Бригадир, стоя на пресвятом пороге любви и кротости, кивнул, сделал пометку на клочке бумаги.
Выйдя на воздух, уполномоченный посмотрел на белые хаты, на зеленые садки, сказал:
— После того как уберете трупы, восстанавливать ось эту развалюху нема смысла.
И бригадир вновь кивнул.
16
На службе Иван Григорьевич слышал рассказы о том, что в горсуде берут взятки, что в радиотехникуме можно купить отметки для ребят, державших конкурсные экзамены, что директор завода отпускает за взятки остродефицитный металл артелям, производящим ширпотреб, что зав-мельницей построил себе двухэтажный дом на краденые деньги, застелил в нем полы дубовым паркетом, что начальник милиции отпустил на волю знаменитого воротилу ювелира, взяв с его родных невероятную взятку в шестьсот тысяч рублей, что даже отец и хозяин города — первый секретарь горкома — может за мзду приказать председателю горсовета выдать ордер на квартиру в новом доме на главной улице.
С утра инвалиды волновались. Стало известно пришедшее из области заключение по делу кладовщика самой богатой в городе артели «Мехпошив». Артель изготовляла шубы, зимние дамские пальто, пыжиковые и каракулевые шапки. И хотя главным обвиняемым по делу оказался скромный кладовщик, дело было грандиозное — оно, подобно осьминогу, опутало жизнь и труд большого города. Этого заключения ждали давно, и по поводу него обычно шли споры во время обеденного перерыва.
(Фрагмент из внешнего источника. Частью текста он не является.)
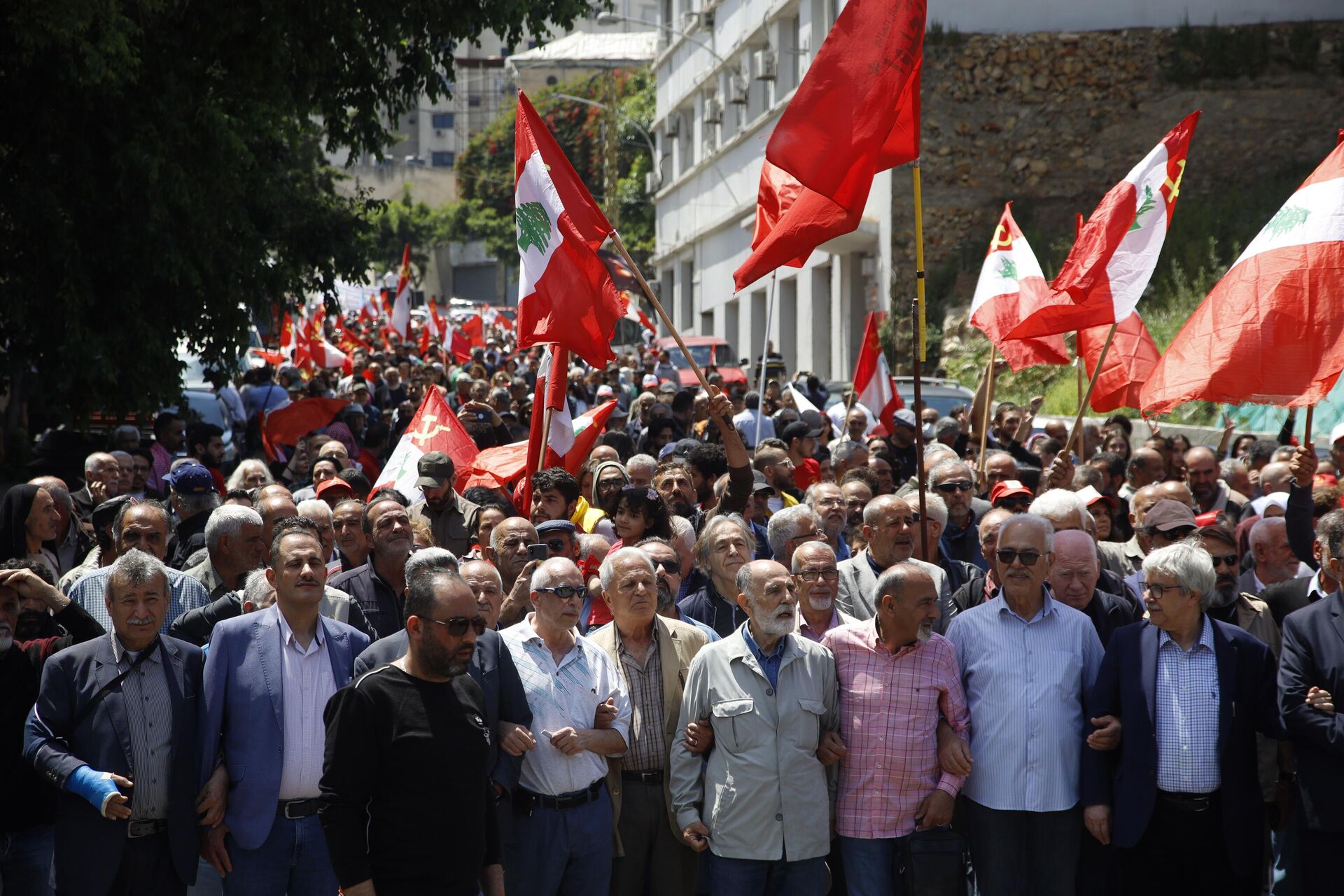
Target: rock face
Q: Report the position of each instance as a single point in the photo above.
(1054, 120)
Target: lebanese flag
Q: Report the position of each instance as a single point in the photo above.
(843, 125)
(1270, 331)
(566, 295)
(401, 316)
(1011, 285)
(1116, 251)
(433, 429)
(1129, 363)
(873, 383)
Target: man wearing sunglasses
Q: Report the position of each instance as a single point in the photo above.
(403, 743)
(1026, 663)
(562, 812)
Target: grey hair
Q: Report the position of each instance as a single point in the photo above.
(641, 461)
(229, 520)
(702, 545)
(894, 580)
(1262, 530)
(937, 508)
(1032, 520)
(813, 546)
(942, 468)
(785, 526)
(1057, 504)
(608, 570)
(1189, 564)
(257, 587)
(134, 567)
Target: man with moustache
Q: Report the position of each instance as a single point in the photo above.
(405, 742)
(890, 783)
(760, 805)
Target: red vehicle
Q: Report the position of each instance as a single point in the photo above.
(707, 351)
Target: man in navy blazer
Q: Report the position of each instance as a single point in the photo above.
(1191, 692)
(267, 682)
(1310, 679)
(127, 817)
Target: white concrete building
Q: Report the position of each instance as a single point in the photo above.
(726, 69)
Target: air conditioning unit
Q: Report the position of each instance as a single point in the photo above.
(713, 111)
(738, 90)
(766, 64)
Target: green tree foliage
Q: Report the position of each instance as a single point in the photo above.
(163, 171)
(486, 168)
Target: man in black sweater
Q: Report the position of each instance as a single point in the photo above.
(405, 780)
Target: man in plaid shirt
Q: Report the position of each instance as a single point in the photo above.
(897, 678)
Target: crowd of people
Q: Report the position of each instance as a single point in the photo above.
(738, 649)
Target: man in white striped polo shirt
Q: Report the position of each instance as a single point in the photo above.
(1027, 664)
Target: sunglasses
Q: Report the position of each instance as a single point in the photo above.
(1028, 558)
(566, 592)
(457, 626)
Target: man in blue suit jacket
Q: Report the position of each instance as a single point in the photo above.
(115, 729)
(1310, 680)
(1191, 694)
(267, 682)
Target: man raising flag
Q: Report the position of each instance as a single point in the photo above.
(566, 296)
Одни говорили, что приехавший из Москвы в область следователь по особо важным делам не побоится обнародовать причастность к делу всего городского начальства.
Ведь даже детям было известно, что городской прокурор ездит в подаренной ему плешивым заикой кладовщиком «Волге», что секретарю горкома привезли из Риги подаренную кладовщиком мебель — спальный и столовый гарнитуры, что жена начальника милиции, иждивением артельного кладовщика, на самолете отправилась в Адлер, где два месяца жила в санатории Совета Министров, и что в день отъезда ей было подарено кольцо с изумрудом.
Другие, скептики, говорили, что москвич не решится поднять дело против хозяев города и вся тяжесть удара придется по кладовщику и правлению артели.
И вот прилетевший из области на самолете студент, сын кладовщика, привез неожиданную новость: следователь по особо важным делам прекратил дело за отсутствием состава преступления, кладовщик освобожден из-под стражи, подписка о невыезде, взятая у председателя и двух членов правления артели, аннулирована.
Почему-то решение сановного московского юриста рассмешило и развеселило всех людей в артели — и скептиков, и оптимистов. В обеденный перерыв инвалиды ели хлеб, колбасу, помидоры и огурцы, смеялись и шутили — их веселила человеческая слабость следователя по особо важным делам, их смешило всесилие плешивого заики кладовщика.
Ивану Григорьевичу подумалось, что путь, начавшийся с бессребреников, босых апостолов и фанатиков коммуны, не так уж случайно привел в конце концов к людям, готовым на многие плутни ради богатой дачи, собственного автомобиля, кубышки с деньгами.